Tetapi tiba-tiba awan berubah, mendung sangat gelap, gelaap. Aku yang semula
nyenyak tertidur, terbangun karena goncangan yang lumayan keras dan kaget
ketika membuka jendela dan melihat awan hitam tinggi mengepul keatas. Allahu
Akbar! Saat itu, hanya terbayang hal-hal yang….ah sudahlah, manusia terlalu
lemah bila dibandingkan hebatnya kekuasaan Allah. Bukankah segala takdir, hidup
mati, kaya miskin, jodoh, rizki sudah dituliskan?
Alhamdulillah,
kekhawatiranku sirna ketika awan hitam besar terlewati, hanya awan tipis-tipis
saja yang terlihat.
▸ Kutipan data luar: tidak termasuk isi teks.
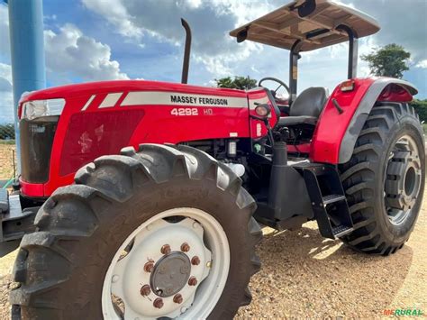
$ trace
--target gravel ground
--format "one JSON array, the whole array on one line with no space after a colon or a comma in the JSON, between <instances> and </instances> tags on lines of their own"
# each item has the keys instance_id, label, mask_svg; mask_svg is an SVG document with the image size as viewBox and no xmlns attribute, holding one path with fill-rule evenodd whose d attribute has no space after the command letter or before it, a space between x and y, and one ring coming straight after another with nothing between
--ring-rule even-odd
<instances>
[{"instance_id":1,"label":"gravel ground","mask_svg":"<svg viewBox=\"0 0 427 320\"><path fill-rule=\"evenodd\" d=\"M236 319L377 319L384 309L409 307L425 315L426 215L424 201L409 242L389 257L357 253L340 241L324 240L313 222L297 232L263 229L258 247L263 264L250 282L253 300ZM0 259L0 319L9 317L15 254Z\"/></svg>"}]
</instances>

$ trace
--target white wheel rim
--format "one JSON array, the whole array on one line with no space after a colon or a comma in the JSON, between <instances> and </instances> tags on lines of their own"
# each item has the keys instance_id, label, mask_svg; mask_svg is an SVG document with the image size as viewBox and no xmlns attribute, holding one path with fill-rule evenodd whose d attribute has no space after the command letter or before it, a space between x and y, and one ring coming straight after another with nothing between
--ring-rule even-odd
<instances>
[{"instance_id":1,"label":"white wheel rim","mask_svg":"<svg viewBox=\"0 0 427 320\"><path fill-rule=\"evenodd\" d=\"M185 218L177 223L165 220L172 216ZM125 248L132 242L133 246L129 253L120 259ZM189 244L190 250L186 252L181 251L183 242ZM160 248L164 244L168 244L171 253L176 256L181 257L185 254L191 261L196 255L200 260L198 265L190 265L190 277L195 277L197 284L190 286L186 283L177 292L182 296L181 303L174 302L174 297L177 293L165 297L159 297L153 292L150 279L155 279L152 275L158 274L155 273L158 269L152 273L144 270L144 265L150 260L153 261L156 268L159 268L160 266L159 261L162 257L171 259L170 256L165 256L160 252ZM181 268L186 268L186 265ZM229 269L230 247L227 236L215 218L203 210L189 207L161 212L136 228L116 251L103 285L104 317L105 319L123 317L125 320L158 317L206 318L223 293ZM178 274L171 272L171 279ZM182 277L185 276L178 274L176 278L182 279ZM149 296L142 296L141 288L146 284L150 285L150 293ZM112 294L122 299L124 305L124 316L116 311ZM162 299L161 308L154 306L156 298Z\"/></svg>"}]
</instances>

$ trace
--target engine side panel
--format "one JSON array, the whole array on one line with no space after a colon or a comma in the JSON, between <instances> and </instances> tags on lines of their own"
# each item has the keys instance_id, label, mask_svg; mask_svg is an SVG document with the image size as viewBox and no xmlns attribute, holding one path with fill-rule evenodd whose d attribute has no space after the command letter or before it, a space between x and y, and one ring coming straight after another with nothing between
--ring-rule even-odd
<instances>
[{"instance_id":1,"label":"engine side panel","mask_svg":"<svg viewBox=\"0 0 427 320\"><path fill-rule=\"evenodd\" d=\"M111 81L41 90L23 103L57 97L66 105L53 141L49 180L31 184L21 179L28 197L50 196L71 184L83 165L118 154L126 146L250 136L244 91Z\"/></svg>"}]
</instances>

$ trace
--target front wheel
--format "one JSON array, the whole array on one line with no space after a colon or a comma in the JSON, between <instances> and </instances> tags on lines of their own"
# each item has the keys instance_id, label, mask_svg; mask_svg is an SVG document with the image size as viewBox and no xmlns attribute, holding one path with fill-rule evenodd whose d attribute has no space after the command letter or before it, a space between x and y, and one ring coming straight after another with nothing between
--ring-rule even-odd
<instances>
[{"instance_id":1,"label":"front wheel","mask_svg":"<svg viewBox=\"0 0 427 320\"><path fill-rule=\"evenodd\" d=\"M425 151L422 127L407 104L377 104L350 160L341 166L354 231L342 240L368 253L402 248L422 203Z\"/></svg>"},{"instance_id":2,"label":"front wheel","mask_svg":"<svg viewBox=\"0 0 427 320\"><path fill-rule=\"evenodd\" d=\"M228 167L186 146L102 157L57 190L23 239L21 319L232 318L261 236Z\"/></svg>"}]
</instances>

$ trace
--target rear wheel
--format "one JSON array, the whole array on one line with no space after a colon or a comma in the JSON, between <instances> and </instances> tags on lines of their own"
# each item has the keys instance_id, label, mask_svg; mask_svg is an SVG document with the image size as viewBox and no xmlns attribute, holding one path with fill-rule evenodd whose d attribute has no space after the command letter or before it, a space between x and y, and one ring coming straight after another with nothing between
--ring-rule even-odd
<instances>
[{"instance_id":1,"label":"rear wheel","mask_svg":"<svg viewBox=\"0 0 427 320\"><path fill-rule=\"evenodd\" d=\"M102 157L57 190L23 239L22 319L232 318L250 302L261 236L228 167L185 146Z\"/></svg>"},{"instance_id":2,"label":"rear wheel","mask_svg":"<svg viewBox=\"0 0 427 320\"><path fill-rule=\"evenodd\" d=\"M422 202L425 160L422 128L407 104L372 109L350 160L341 166L354 231L342 240L368 253L402 248Z\"/></svg>"}]
</instances>

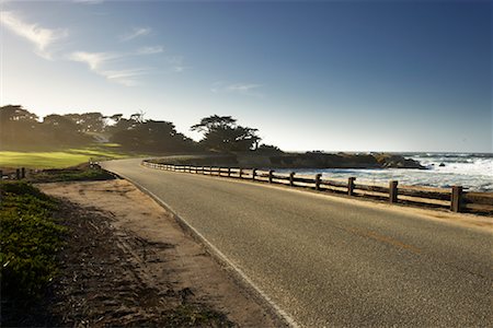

Akhirnya, beberapa menit lagi kami landing aku melihat area persawahan yang luas, cantik sekali,
warnanya hijau. Lalu aku mulai bertanya, “apakah ini benar-benar Lampung?”
Mirip di Klaten, yang masih memiliki area persawahan. Lampung rasa Jawa.
![]() |
Bandara Radin Inten II (photo credit : www.nauzah.com) |
Aku mendarat
dengan selamat di bandara Radin Inten II, Bandar Lampung dengan disambut rintik
hujan yang….romantis. LO segera kukabari, rupanya ia juga menunggu delegasi
dari universitas lain. LO-ku ini masih semester 2, berarti satu tinggal
dibawahku, namanya Rini, ia sangat perhatian dengan peserta, kalem, dan baik
hati.
Di dalam satu mobil yang menjemputku ternyata aku bertemu delegasi dari
UNS dan UNDIP. Dari sinilah kita menjadi sangat akrab, dan terasa masih satu
universitas, padahal dari universitas berbeda. Faktor pertama yang membuat
akrab adalah kita sama-sama berasal dari wilayah Yogyakarta dan Jawa-Tengah,
yang kedua kita berbeda-beda kategori lomba sehingga tidak merasa tersaingi.